International Equivalents
Flour labeling varies widely by country, which can make foreign recipes confusing. In Italy, “00” flour (doppio zero) is very finely ground with low gluten content, commonly used for pasta and pizza dough. In France, T45 flour is the closest equivalent to soft flour, favored for pastries and sweet baking. Germany’s Type 405 is a fine wheat flour with low mineral content, used for cakes and cookies in much the same way Americans use cake flour.
These international types aren’t perfect one-to-one matches because European flour classification is based on ash content (how much mineral residue remains after burning) rather than protein percentage. But functionally, they produce similar results in tender baked goods.
Making a Soft Flour Substitute at Home
If a recipe calls for cake flour and you only have all-purpose flour on hand, you can approximate it with a simple swap. For every cup of cake flour needed, measure one cup of all-purpose flour, remove two tablespoons, and replace them with two tablespoons of cornstarch. Whisk or sift the mixture several times to distribute the cornstarch evenly.

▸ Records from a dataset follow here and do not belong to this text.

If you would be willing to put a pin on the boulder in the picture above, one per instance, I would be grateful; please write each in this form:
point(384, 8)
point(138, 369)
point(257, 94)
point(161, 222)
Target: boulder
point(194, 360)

By weight, that works out to about 85 grams of all-purpose flour plus 15 grams of cornstarch per 100 grams of cake flour. The cornstarch dilutes the protein content and interferes with gluten formation, mimicking the behavior of true soft flour. It’s not a perfect substitute, since you’re missing the finer particle size and lower starch damage of actual cake flour, but it works well enough for most home baking situations. Sifting the mixture two or three times helps incorporate air and break up clumps, getting you closer to the fine, silky texture of the real thing.
How to Tell Soft Flour Apart at the Store
Soft flour is rarely labeled as “soft flour” on packaging in the U.S. Instead, look for cake flour or pastry flour. The protein content is sometimes printed in the nutrition facts panel, where you can compare: a serving of cake flour will show about 2 grams of protein per quarter-cup serving, while bread flour shows 4 grams or more for the same amount.
You can also feel the difference. Soft flour has a noticeably silky, almost powdery texture when rubbed between your fingers. It’s finer than all-purpose flour and much finer than bread flour, which feels slightly gritty by comparison. That fine texture isn’t just cosmetic. It contributes to smoother batters and a more uniform crumb in the finished product.